How do you interpret the current situation in the Arab world?
A: In the medium and long term, I see the popular uprisings throughout the Middle East to remove dictators as a positive phenomenon, from the standpoint of human rights and for U.S. and Israeli interests. But in the short term there will be turmoil, because it will be difficult to make the transition to democracy and put the right people into power. These societies, by virtue of not having independent civic institutions in place, could be overwhelmed by the most organized force – which are often radical Islamist groups like the Muslim Brotherhood in Egypt and the Libyan Islamic Fighting Group in Libya.
From American and Israeli national security concerns, particularly regarding Egypt, I suspect that dictators who were previously friendly with or acquiesced to U.S. interests are likely to be replaced by populist groups who could be less inclined to support U.S. interests in the region.
But these countries will be primarily focused on rebuilding hollowed-out societies, and if they are building civic institutions and reviving their economies, that inward focus will be beneficial to Israel and may have a moderating influence on the new governments. I am cautiously optimistic, because I saw democracy being put into place in Iraq, and those outcomes tend to result in more peace and stability.
In the case of Iraq, it’s important to note that you already have a democracy there. It’s imperfect, and I saw a lot of the imperfections firsthand in Baghdad in 2007. But it’s unlikely that a society like that will be able to quickly adapt itself to the standard we in the U.S. or others in established democracies are used to. I did a poll in Baghdad at the height of the surge in 2007 when things were pretty bad, and asked people, “When you compare this to Saddam Hussein’s rule, what do you prefer?” One hundred percent of those I spoke to, across all sectarian and religious divisions, said, “We’d rather have the chaos now than suffer under Saddam.” I found that very compelling.

Is there anything you miss from your time in Baghdad?

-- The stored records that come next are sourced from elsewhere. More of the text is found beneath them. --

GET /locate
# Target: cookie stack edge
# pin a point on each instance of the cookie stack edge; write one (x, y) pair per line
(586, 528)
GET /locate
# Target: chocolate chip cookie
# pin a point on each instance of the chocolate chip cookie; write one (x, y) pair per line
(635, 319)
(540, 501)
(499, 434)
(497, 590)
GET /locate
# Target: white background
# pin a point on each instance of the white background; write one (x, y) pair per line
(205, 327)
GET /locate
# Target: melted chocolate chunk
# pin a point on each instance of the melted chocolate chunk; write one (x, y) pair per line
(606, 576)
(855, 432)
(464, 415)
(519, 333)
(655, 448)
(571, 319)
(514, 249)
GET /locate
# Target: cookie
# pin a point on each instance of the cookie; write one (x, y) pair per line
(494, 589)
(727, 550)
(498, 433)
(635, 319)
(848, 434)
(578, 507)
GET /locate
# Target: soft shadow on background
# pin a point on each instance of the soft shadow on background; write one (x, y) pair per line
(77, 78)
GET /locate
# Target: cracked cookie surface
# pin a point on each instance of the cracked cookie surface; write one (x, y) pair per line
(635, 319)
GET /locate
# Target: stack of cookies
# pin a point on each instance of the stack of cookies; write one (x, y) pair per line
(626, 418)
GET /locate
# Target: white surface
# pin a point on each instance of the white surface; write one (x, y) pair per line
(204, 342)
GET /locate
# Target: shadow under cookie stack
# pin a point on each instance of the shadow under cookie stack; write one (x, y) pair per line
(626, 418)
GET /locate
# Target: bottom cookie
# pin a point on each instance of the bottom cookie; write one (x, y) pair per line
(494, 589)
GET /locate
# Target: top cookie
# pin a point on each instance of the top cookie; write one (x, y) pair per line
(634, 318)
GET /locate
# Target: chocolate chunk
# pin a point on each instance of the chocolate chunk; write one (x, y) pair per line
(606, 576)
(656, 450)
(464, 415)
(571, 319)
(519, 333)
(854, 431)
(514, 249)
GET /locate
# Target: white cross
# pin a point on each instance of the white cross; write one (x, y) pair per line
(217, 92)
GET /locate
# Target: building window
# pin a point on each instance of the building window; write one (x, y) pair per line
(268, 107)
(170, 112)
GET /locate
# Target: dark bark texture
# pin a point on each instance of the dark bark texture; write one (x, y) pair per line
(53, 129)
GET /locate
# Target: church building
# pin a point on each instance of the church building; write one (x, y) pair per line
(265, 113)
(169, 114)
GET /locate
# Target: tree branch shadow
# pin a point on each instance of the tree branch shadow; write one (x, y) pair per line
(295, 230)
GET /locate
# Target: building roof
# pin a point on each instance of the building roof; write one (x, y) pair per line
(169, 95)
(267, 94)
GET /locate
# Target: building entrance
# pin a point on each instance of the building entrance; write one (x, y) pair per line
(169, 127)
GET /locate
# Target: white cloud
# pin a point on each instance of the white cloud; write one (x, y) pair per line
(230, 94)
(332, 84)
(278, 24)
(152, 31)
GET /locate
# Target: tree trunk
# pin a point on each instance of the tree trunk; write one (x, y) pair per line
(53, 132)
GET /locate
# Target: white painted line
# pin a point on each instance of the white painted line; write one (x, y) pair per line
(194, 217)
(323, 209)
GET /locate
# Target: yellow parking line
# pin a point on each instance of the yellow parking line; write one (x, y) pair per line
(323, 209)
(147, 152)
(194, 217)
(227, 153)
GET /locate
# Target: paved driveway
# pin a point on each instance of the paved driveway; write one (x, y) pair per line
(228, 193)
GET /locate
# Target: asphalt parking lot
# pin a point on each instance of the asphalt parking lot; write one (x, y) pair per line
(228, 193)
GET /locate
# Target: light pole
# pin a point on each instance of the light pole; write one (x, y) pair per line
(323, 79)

A:  I miss the camaraderie of my fellow servicemen and women, and the dedicated Iraqis supporting us in our mission, even at the risk of their own lives. A number of our translators had fled Iraq with their families during Saddam’s rule and came back by themselves because they believe in the cause and in the value of their country being liberated, and they wanted to make a contribution. These were highly educated men and women from all walks of life – a merchant, an HVAC engineer, the former national marksman champion under Saddam, a female mechanical engineer – all of whom had signed up to return to help us execute the mission. They were taking a big risk and had to be protected in the same way we were and live with us on base. We had reason to believe that their names were known to the bad guys, along with the names of judges, and that their extended families still living in Iraq were at risk. I have close friends whom I consider comrades in arms, with whom I still stay in touch. That closeness is difficult to replicate in the civilian world, and I wouldn’t want anyone to have to go through what I did in order to have that camaraderie – but it was a clarifying experience for me on a personal level.